Pixel Legend – the Polish company using virtual reality to recreate the world

Imagine if you could travel back hundreds of years and explore historical landmarks as they were then. Good news: there’s an app for that. Polish company Pixel Legend is revolutionising the use of virtual and augmented reality technology in everyday life. Using scanning, recording, data processing and 3D design, it creates cutting-edge products spanning architecture, archaeology and tourism.

Based in Szczecin, in north-western Poland, the start-up has already won several prizes. In 2014, was one of 155 European companies, and the only Polish one, to receive the European Commission’s Horizon 2020 SME Instrument grant for research and innovation. Since an angel investment by construction entrepreneur Tomasz Stencel in 2016, there has been no stopping it. Here are some of its top products:


This award-winning app is a time-machine for tourist sites. Using geolocation, it lets guides and museums create immersive indoor and outdoor VR tours. Put on a VR headset, go for a walk and watch history unfold around you (tip: try it in the Main Square in Cracow). Or sit back and enjoy from home, as Pastguide opens up opportunities for VR tourism. 

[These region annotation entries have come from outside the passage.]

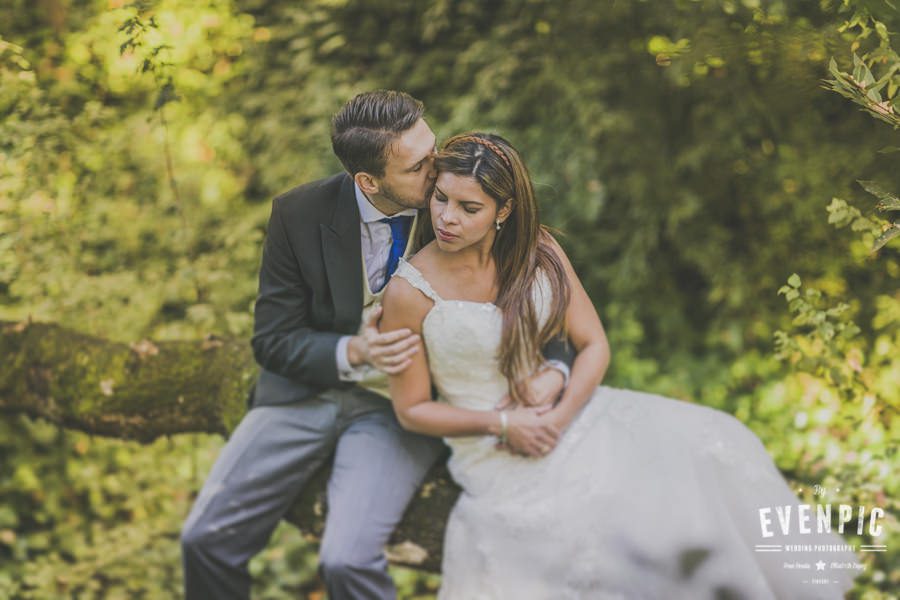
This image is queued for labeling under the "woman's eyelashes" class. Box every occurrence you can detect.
[434,190,481,215]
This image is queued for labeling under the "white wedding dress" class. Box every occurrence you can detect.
[396,261,858,600]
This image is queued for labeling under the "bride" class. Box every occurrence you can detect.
[381,133,857,600]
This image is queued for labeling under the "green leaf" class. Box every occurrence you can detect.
[872,223,900,252]
[858,181,900,211]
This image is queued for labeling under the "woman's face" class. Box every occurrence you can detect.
[430,171,503,252]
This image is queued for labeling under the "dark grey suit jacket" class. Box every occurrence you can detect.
[250,173,573,406]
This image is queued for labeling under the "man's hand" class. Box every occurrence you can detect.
[496,367,565,410]
[506,407,560,458]
[347,306,420,375]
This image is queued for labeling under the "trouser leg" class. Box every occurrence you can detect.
[181,394,339,600]
[319,395,446,600]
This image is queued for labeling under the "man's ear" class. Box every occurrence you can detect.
[353,171,381,197]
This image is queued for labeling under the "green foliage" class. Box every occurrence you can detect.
[775,274,900,592]
[0,0,900,598]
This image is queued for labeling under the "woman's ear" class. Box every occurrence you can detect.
[497,198,512,223]
[353,171,381,196]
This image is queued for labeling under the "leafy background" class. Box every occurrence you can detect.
[0,0,900,598]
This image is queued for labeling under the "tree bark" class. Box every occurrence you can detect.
[0,322,459,571]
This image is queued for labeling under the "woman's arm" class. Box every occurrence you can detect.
[381,277,559,456]
[547,235,611,431]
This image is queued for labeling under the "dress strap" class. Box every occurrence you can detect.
[394,258,443,303]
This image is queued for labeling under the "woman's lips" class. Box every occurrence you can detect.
[437,229,459,242]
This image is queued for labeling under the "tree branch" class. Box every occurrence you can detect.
[0,321,459,571]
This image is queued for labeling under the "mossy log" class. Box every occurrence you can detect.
[0,322,459,571]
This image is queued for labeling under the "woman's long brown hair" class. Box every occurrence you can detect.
[428,133,570,403]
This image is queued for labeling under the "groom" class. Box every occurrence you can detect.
[181,90,570,600]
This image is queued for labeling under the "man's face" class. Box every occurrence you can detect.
[378,119,437,212]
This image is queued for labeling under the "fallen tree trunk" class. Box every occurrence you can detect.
[0,322,459,571]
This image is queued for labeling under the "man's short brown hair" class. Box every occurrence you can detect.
[331,90,425,177]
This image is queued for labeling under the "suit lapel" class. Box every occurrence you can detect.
[319,176,363,334]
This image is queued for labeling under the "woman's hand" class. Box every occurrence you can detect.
[505,406,560,458]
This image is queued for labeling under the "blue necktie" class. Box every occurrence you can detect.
[376,216,413,291]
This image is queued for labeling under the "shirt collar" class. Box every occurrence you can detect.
[353,182,418,223]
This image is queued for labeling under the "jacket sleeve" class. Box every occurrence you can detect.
[251,198,342,387]
[541,336,575,371]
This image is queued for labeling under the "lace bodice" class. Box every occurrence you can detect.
[394,260,546,410]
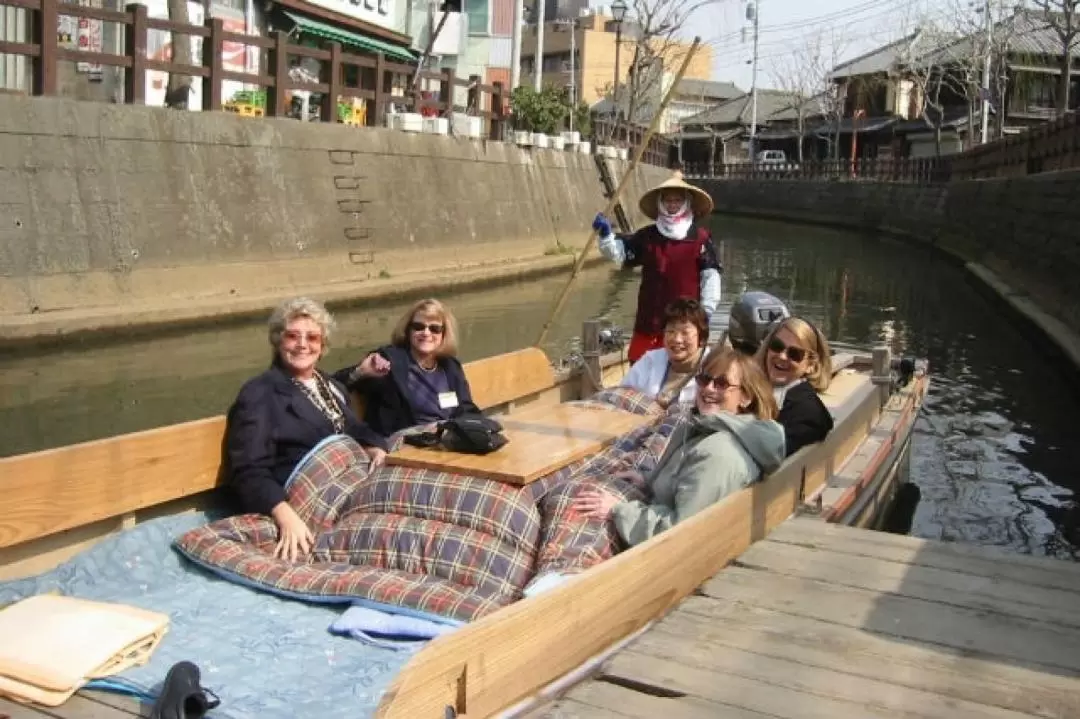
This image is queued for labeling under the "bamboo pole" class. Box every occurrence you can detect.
[536,37,701,347]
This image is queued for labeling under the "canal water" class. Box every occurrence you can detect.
[0,218,1080,560]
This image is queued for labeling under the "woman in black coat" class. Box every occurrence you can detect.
[334,299,480,436]
[758,317,833,457]
[226,298,387,561]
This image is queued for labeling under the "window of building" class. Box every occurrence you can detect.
[465,0,490,35]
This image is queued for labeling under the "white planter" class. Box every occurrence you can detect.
[454,112,484,138]
[394,112,423,133]
[423,118,450,135]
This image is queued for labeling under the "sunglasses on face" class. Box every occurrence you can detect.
[694,372,740,392]
[769,337,807,364]
[281,329,323,344]
[408,322,443,335]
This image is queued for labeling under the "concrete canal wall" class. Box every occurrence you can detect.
[0,95,667,341]
[696,171,1080,367]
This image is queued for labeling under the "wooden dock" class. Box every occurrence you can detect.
[528,518,1080,719]
[8,518,1080,719]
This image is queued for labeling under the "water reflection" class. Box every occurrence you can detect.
[0,218,1080,558]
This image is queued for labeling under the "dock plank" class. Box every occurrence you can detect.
[653,597,1080,719]
[739,540,1080,629]
[702,567,1080,675]
[550,518,1080,719]
[769,517,1080,593]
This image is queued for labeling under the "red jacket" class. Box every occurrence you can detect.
[622,225,723,335]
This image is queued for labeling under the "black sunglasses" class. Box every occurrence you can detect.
[769,337,807,363]
[694,372,741,392]
[408,322,443,335]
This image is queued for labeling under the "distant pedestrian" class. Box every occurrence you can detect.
[593,172,724,363]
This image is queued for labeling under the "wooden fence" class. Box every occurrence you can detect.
[683,158,949,185]
[592,119,672,167]
[0,0,509,139]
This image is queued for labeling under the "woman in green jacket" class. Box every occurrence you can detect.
[572,348,784,545]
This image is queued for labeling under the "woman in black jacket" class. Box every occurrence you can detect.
[334,299,480,436]
[226,297,387,561]
[758,317,833,457]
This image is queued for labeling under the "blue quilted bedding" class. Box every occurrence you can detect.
[0,514,409,719]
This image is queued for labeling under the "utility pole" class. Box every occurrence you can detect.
[981,0,994,145]
[746,0,760,164]
[510,0,525,91]
[532,0,546,93]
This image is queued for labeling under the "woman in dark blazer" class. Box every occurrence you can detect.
[334,299,480,436]
[758,317,833,457]
[226,298,387,561]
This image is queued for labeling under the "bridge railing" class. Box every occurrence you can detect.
[0,0,509,139]
[683,158,951,185]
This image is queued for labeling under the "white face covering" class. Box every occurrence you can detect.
[657,192,693,240]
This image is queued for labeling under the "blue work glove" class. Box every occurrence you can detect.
[593,213,611,238]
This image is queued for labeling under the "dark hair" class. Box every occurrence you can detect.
[664,297,708,347]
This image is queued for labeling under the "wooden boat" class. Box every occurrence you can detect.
[0,323,929,719]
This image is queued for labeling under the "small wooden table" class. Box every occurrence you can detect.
[387,405,658,485]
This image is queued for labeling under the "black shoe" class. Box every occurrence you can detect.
[150,662,221,719]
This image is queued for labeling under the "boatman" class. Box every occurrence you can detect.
[593,172,723,364]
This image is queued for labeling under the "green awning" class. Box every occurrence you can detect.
[282,10,416,63]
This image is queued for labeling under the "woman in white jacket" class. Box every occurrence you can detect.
[622,298,708,407]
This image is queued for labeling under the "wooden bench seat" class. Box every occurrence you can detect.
[0,348,555,548]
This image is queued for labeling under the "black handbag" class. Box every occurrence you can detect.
[437,413,510,455]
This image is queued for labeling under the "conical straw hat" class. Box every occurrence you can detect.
[637,171,713,219]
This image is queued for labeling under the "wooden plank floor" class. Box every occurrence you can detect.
[529,518,1080,719]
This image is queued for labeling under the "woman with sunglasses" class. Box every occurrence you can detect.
[334,299,480,436]
[621,297,708,407]
[225,297,387,561]
[757,317,833,456]
[572,347,784,546]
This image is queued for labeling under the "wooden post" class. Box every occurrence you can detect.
[123,3,148,105]
[367,53,389,126]
[203,17,225,112]
[267,30,289,120]
[870,345,892,407]
[438,67,457,118]
[321,42,341,122]
[581,320,604,399]
[34,0,59,95]
[488,82,507,140]
[465,74,484,117]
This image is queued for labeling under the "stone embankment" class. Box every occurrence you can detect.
[0,95,667,342]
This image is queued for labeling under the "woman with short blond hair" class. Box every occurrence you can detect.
[225,297,387,561]
[573,347,784,545]
[334,299,480,436]
[757,317,833,455]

This app works in a similar way, simplifying research for historians, archaeologists and museums from start to finish. Users just need to scan the excavation site using their phones and the app will collect the data they need. Findings can be shared with colleagues around the world using VR sets. The software was first tested at an excavation site on Wolin Island, a Polish island on the Baltic, and then in Morocco, during an expedition to locate medieval Slavic village Qarjat as-Saqaliba, in the historical Kingdom of Nekor.

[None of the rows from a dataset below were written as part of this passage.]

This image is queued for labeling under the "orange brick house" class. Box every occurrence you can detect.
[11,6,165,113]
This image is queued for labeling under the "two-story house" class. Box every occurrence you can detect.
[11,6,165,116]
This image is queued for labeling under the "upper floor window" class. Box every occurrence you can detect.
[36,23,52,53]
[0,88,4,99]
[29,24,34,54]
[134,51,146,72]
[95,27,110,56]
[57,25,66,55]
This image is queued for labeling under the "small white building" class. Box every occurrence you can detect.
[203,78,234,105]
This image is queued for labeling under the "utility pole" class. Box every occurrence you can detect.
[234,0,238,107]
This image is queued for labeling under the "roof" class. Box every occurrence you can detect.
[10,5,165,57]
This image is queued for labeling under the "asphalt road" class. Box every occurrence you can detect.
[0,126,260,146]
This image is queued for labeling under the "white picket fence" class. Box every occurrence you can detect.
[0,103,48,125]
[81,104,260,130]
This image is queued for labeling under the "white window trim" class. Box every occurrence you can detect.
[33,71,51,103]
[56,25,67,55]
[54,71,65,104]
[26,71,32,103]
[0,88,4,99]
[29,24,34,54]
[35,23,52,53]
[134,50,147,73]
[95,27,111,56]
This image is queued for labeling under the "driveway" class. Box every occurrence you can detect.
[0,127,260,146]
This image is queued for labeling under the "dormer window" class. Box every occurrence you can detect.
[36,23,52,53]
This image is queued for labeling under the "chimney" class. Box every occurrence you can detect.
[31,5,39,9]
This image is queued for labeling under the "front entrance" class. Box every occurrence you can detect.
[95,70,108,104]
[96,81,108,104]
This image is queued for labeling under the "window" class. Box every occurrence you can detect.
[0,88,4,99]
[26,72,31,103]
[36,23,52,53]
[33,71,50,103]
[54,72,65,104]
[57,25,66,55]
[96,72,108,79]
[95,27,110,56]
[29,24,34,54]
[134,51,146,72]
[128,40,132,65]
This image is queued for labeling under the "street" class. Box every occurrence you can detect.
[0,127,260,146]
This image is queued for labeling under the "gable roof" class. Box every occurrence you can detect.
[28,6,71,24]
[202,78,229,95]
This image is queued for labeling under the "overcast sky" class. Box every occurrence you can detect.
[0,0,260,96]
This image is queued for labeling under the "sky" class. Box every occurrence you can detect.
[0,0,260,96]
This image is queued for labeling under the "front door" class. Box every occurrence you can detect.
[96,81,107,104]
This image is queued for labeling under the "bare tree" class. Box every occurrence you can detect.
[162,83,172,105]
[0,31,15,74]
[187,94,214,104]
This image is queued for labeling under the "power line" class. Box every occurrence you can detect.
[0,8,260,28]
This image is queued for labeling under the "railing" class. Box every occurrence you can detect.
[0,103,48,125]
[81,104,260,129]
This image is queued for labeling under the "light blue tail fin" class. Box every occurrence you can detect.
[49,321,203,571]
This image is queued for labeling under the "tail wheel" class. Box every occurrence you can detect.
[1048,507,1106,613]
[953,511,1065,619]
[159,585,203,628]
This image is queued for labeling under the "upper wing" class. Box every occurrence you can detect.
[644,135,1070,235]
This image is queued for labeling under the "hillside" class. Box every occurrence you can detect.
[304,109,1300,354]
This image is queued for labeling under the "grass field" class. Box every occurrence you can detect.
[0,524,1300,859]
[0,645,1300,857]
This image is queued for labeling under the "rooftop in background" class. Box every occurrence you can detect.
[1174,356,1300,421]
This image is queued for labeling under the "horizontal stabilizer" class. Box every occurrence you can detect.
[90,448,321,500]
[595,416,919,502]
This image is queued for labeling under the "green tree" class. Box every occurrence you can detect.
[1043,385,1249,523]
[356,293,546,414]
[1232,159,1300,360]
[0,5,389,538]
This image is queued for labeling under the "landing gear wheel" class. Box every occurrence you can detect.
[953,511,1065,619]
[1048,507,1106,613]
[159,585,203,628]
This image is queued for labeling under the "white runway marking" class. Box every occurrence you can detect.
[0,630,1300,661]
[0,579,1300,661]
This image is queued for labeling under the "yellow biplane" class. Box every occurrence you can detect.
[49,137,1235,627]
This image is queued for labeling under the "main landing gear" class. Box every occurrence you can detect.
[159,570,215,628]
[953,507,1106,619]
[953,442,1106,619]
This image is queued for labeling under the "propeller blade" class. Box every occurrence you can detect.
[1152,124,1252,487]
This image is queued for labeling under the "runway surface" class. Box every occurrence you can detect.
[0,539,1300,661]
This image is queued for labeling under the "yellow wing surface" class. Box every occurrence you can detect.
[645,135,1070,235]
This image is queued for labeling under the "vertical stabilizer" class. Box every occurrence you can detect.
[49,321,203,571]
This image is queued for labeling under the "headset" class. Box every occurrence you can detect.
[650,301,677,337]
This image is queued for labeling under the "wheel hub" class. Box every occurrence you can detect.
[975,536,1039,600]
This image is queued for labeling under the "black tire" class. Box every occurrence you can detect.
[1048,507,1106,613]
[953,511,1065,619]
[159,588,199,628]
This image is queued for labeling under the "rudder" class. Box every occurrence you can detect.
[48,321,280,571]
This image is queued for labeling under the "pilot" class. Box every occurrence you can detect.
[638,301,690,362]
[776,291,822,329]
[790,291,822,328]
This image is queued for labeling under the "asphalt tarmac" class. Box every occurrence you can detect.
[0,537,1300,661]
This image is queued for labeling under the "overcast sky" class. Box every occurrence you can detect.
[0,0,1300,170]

Building on the experience of Pastguide and Musee, Emb3d is a tool for architects and interior designers. First, it scans empty buildings, recording their location and measurements. Then, it creates a visualisation for construction and room design, complete with furniture and utilities. Users can step into the virtual space and change layout, colours and patterns with just the touch of a finger. 


Previously associated with planetariums, bespoke fulldome videos are becoming a popular way of showing any visual subject in a modern, immersive way. The effects have been stunning. The Boston Globe used the spherical projection domes using Hyperdome software developed by Pixel Legend to present milestones since the newspaper was founded in 1872 during HUBweek 2017. Back in Poland, DHL used it for its multimedia show marking the opening of its new terminal at Warsaw Chopin Airport.

So far, the technology has been used to greatest effect in Pixel Legend’s hometown, Szczecin. Ahead of the modernisation of the Łasztowania district, the City Council decided to ask locals for their opinion. Pixel Legend created a 360˚Hyperdome tent with a map of the district in the middle where visitors could arrange different coloured blocks. These were captured by stereoscopic cameras and transformed into a visualisation of streets and buildings on the walls of the dome. This let locals test their ideas in real time. The dome had 50,000 visitors in 3.5 months. 150 of the proposed projects were saved and passed on to the City Council for analysis.